Depends on what’s being measured. Greece has a bigger and more bloated public sector (and it’s getting worse), but Brazil ranks below Greece for overall economic freedom. So I wouldn’t be surprised if Brazil’s pension system is even worse than the one in Greece.
For instance, I don’t think young Greek women have an incentive to marry old codgers just to get a lifelong pension. That’s apparently so prevalent in Greece that they call it the “Viagra effect.”
In any event, it’s adding up, setting the stage for a fiscal crisis. Particularly when you consider demographic changes.
…economists warn that the pension crisis will grow more acute…, ranking it among Brazil’s most vexing structural binds. Officials had expected a major shortfall in 2030, but they now say that could happen as soon as next year. …Brazil’s plummeting fertility rate — which recently dropped to 1.77 children per woman, below the rate needed for the population to replace itself — which will eventually put even more pressure on a pension system already under intense strain. …Brazil already spends more than 10 percent of its gross domestic product on public pensions, similar to what southern European countries with much older populations have recently spent…an even bigger shock is expected here, given that the population of people 60 or older is expected to reach about 14 percent of the overall population in just two decades, up from about 7 percent now.
You also won’t be surprised to learn that government bureaucrats have rigged the system so that they get the best deal.
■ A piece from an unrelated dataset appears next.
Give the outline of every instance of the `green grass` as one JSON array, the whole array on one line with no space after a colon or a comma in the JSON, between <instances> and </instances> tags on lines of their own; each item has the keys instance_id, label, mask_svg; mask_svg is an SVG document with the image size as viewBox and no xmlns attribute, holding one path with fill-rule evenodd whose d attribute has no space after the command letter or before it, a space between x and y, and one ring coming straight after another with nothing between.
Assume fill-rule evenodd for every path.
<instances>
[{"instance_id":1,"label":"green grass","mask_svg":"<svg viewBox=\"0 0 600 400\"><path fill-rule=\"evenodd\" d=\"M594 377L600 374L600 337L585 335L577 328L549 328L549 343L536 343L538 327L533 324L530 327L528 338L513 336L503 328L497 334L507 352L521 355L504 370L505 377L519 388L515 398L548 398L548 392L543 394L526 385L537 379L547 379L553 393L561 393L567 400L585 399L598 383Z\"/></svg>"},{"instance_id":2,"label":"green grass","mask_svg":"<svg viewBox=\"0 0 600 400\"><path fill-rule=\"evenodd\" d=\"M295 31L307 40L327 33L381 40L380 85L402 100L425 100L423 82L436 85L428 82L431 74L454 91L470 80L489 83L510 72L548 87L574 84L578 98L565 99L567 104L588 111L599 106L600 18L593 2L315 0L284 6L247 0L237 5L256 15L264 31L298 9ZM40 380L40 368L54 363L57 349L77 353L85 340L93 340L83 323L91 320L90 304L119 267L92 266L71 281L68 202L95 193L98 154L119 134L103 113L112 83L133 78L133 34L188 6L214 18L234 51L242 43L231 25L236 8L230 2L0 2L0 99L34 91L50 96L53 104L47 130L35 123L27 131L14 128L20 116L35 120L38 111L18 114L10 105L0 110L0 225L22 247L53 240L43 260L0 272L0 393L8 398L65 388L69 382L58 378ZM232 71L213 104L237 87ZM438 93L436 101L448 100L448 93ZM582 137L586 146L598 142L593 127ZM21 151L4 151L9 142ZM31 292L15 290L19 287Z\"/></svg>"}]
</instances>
…the system also perpetuates inequality by providing special benefits to hundreds of thousands of government employees and their families. …Brazil is estimated to spend about 3 percent of its gross domestic product on survivors’ pensions, about three times the level in many rich industrialized countries. Politicians have been especially skilled at securing big pensions at the state level. In the Amazonian state of Pará, former governors and first ladies were recently receiving lifelong pensions as high as $7,000 a month, even if they served only a few years in office. …“Public pensions in Brazil have long been a slow-motion disaster,” said Raul Velloso, a specialist on public finances.
By the way, the lesson from all this is that the only stable pension system – and the one that is impervious to demographic change – is personal retirement accounts.
P.S. As bad as things are in Brazil, the former socialist president of that nation has more wisdom than Obama.
P.P.S. Then again, the Brazilians have a very strange approach to “rights.”